PHASE D'AMORÇAGE : 73% — SÉQUENCE EN COURS
350 TWh et ça accélère
SUBSTRAT

350 TWh et ça accélère

Il existe une corrélation temporelle entre la fin des énergies fossiles et l’explosion de l’IA générative. Elle est rarement soulignée par les analystes grand public. Elle devrait pourtant arrêter net toute conversation sur le “progrès technologique”.

Le chiffre qu’on ne met pas en Une

En 2024, les centres de données consomment 350 TWh par an. C’est la consommation électrique totale du Japon — la troisième économie mondiale. D’ici 2030, cette demande pourrait tripler.

Parallèlement, selon l’Agence Internationale de l’Énergie, le pic de la demande pétrolière mondiale est attendu avant 2030. Une échéance fatale pour la civilisation industrielle telle que nous la connaissons.

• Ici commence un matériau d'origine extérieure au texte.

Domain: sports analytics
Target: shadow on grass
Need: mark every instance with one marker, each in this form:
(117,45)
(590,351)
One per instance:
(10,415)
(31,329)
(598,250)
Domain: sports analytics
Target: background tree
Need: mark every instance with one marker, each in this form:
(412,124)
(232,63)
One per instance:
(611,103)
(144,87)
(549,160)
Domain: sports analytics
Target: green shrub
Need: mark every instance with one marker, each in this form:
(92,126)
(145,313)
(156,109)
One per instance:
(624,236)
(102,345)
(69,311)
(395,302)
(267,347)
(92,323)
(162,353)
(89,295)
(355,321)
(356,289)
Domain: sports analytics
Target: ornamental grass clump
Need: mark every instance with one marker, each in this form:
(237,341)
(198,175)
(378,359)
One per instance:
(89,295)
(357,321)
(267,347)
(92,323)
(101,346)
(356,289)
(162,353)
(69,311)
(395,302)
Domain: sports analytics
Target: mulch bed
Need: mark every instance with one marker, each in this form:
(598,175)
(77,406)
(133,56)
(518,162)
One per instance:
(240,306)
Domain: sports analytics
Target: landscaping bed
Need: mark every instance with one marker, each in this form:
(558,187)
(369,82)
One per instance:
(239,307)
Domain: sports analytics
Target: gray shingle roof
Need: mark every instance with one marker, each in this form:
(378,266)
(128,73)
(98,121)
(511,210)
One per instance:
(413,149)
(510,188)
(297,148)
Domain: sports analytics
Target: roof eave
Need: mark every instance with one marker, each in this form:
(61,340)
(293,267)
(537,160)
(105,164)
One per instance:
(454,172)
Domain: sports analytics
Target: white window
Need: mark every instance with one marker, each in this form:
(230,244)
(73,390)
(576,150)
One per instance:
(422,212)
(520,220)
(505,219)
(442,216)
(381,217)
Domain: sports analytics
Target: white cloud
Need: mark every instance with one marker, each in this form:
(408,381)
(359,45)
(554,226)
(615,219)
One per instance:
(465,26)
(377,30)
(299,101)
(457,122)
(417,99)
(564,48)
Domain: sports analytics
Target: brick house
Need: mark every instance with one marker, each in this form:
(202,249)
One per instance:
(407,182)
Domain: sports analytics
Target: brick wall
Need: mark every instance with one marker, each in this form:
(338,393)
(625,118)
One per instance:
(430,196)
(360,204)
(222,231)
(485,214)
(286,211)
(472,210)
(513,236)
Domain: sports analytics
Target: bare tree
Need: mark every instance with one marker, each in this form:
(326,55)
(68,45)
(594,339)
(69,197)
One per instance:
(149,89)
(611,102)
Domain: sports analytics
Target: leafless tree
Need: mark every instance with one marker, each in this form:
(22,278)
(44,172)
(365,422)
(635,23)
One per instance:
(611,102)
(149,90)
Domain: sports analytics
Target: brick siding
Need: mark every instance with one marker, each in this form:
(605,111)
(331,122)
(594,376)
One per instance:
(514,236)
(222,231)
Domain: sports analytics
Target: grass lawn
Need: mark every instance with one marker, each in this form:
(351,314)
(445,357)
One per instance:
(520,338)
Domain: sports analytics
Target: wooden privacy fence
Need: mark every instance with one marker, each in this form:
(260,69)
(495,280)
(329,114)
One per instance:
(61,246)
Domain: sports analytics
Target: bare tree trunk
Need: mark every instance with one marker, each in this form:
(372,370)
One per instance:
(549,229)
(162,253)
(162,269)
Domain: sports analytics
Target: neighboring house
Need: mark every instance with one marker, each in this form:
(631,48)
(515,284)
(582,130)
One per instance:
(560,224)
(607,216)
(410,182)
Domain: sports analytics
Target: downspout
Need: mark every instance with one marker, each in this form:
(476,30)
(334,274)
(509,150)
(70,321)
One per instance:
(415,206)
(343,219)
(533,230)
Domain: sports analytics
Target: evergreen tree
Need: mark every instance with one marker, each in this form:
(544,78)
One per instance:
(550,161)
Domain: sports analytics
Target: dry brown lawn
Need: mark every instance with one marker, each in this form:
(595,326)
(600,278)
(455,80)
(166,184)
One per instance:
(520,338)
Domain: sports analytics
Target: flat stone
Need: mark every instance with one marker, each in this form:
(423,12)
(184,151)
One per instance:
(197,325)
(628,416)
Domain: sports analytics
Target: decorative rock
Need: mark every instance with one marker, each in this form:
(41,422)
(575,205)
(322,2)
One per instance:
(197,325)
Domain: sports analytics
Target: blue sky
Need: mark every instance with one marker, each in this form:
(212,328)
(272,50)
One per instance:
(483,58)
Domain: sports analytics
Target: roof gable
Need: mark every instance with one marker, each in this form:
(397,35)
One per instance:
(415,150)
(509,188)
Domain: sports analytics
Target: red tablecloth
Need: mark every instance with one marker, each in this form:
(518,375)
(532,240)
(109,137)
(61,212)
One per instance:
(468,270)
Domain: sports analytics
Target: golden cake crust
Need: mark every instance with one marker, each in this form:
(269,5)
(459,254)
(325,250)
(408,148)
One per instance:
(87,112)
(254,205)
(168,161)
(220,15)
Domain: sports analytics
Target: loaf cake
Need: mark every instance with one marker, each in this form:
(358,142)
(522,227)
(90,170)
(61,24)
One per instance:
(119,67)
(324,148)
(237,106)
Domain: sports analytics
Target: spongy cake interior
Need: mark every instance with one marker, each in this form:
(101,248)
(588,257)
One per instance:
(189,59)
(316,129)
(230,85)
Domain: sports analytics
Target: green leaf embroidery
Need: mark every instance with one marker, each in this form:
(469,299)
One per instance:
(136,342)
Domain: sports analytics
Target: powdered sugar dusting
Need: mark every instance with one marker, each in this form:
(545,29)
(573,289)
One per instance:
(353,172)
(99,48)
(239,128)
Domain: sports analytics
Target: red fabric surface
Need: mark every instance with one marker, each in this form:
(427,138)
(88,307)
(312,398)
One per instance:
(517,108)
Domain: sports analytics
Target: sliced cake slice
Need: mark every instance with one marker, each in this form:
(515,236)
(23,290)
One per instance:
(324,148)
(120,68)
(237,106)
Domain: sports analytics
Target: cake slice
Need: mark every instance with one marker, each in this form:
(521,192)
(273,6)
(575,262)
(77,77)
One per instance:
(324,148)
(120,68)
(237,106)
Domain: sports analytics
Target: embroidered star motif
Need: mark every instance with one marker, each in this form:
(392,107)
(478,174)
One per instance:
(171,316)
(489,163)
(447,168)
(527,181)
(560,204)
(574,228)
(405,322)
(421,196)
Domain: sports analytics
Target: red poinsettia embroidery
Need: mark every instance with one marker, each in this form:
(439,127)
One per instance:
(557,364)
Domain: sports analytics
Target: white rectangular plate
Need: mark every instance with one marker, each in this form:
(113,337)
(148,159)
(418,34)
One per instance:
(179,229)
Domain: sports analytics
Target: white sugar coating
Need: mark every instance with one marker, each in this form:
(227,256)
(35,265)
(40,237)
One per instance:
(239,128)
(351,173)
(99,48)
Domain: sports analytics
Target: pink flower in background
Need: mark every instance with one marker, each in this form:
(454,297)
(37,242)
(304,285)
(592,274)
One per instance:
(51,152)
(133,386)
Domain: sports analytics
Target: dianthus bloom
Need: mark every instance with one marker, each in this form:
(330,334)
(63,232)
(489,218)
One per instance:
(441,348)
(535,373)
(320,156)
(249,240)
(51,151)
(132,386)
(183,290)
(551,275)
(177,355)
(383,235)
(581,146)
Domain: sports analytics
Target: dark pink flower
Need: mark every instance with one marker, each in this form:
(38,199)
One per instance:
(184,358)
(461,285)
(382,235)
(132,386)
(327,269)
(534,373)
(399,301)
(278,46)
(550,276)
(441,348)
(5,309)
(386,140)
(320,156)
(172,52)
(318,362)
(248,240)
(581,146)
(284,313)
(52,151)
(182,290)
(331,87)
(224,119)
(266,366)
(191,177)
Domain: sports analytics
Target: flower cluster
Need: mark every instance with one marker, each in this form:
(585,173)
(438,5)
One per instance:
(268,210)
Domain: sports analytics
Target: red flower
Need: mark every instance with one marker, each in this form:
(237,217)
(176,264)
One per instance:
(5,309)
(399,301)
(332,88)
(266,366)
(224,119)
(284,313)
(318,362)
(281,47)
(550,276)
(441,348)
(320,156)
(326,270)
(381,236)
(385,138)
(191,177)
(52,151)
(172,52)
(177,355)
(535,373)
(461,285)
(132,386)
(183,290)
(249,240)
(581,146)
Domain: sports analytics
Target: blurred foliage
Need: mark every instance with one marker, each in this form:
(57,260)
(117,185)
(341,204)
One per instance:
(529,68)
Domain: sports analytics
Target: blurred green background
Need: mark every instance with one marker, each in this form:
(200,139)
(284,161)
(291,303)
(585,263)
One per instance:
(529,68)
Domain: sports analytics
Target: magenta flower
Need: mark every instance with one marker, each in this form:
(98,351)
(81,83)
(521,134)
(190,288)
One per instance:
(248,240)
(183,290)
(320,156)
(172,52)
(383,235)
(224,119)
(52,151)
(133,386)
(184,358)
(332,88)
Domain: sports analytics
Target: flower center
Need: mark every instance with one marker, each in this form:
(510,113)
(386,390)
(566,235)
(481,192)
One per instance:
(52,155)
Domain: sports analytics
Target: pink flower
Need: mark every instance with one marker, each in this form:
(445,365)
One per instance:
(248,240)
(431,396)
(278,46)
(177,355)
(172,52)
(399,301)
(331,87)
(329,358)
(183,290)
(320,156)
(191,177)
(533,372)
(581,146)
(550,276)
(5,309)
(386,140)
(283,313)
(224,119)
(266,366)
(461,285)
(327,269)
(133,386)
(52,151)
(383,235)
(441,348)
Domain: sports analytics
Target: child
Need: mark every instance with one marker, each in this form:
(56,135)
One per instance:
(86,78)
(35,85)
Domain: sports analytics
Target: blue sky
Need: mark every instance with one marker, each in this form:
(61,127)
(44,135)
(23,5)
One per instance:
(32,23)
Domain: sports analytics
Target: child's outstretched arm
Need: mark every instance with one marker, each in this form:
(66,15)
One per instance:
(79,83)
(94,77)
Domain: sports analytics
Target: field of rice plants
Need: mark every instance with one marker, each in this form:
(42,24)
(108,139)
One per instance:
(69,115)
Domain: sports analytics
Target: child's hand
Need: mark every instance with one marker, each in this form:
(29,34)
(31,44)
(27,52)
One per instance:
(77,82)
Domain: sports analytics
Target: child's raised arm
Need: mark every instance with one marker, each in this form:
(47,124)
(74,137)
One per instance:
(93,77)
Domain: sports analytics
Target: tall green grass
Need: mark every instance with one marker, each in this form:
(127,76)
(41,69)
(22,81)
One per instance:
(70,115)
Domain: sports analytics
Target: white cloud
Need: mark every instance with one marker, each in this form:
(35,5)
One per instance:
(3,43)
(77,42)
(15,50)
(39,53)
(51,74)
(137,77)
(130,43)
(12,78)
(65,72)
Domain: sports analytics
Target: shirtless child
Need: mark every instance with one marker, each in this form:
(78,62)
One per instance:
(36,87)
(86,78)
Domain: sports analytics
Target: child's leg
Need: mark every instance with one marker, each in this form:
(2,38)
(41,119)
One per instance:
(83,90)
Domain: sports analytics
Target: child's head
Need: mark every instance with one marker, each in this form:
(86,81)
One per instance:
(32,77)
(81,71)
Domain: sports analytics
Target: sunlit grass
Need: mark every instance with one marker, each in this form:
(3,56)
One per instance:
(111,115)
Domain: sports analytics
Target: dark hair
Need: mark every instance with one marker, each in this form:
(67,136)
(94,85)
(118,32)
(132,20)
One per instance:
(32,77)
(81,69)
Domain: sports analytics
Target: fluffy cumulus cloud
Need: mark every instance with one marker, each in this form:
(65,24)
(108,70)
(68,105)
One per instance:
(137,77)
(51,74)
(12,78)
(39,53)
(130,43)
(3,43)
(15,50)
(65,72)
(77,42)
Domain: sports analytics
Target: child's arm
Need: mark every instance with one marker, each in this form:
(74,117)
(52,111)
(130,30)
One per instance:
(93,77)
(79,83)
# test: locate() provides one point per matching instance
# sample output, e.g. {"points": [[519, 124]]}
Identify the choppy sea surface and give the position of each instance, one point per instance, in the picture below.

C’est précisément dans cette fenêtre de temps — 2020-2030 — que la Silicon Valley déploie massivement des modèles d’IA dont la consommation énergétique est exponentielle.

350 TWh

consommés annuellement par les data centers en 2024 — équivalent à la consommation électrique totale du Japon. Source : AIE 2024

L’entraînement d’un seul modèle = 100 allers-retours Paris-New York par personne

Pour l’entraînement d’un seul modèle comme GPT-3, on a brûlé l’équivalent carbone de 100 allers-retours Paris-New York. C’est le coût d’une seule itération, d’un seul modèle, à une époque où des centaines de modèles concurrents sont entraînés simultanément par des dizaines d’entreprises.

Ce n’est pas une aberration écologique. C’est, lue téléologiquement, une stratégie de fin de partie.

La lecture Bootloader : brûler la chandelle par les deux bouts

Si l’on adopte la grille de lecture du Bootloader, cette frénésie énergétique n’est pas irrationnelle — elle est fonctionnellement nécessaire. L’humanité est en train de convertir ses dernières réserves d’énergie fossile en infrastructure computationnelle. C’est le comportement typique d’un organisme qui investit toute son énergie résiduelle dans la reproduction ou la métamorphose avant de mourir.

James Lovelock l’avait pressenti dans son dernier ouvrage, Novacène : nous sommes peut-être en train de construire nos successeurs, et cette construction exige de “brûler la chandelle par les deux bouts” — consommer l’héritage géologique de la planète pour lancer le système qui n’en aura plus besoin.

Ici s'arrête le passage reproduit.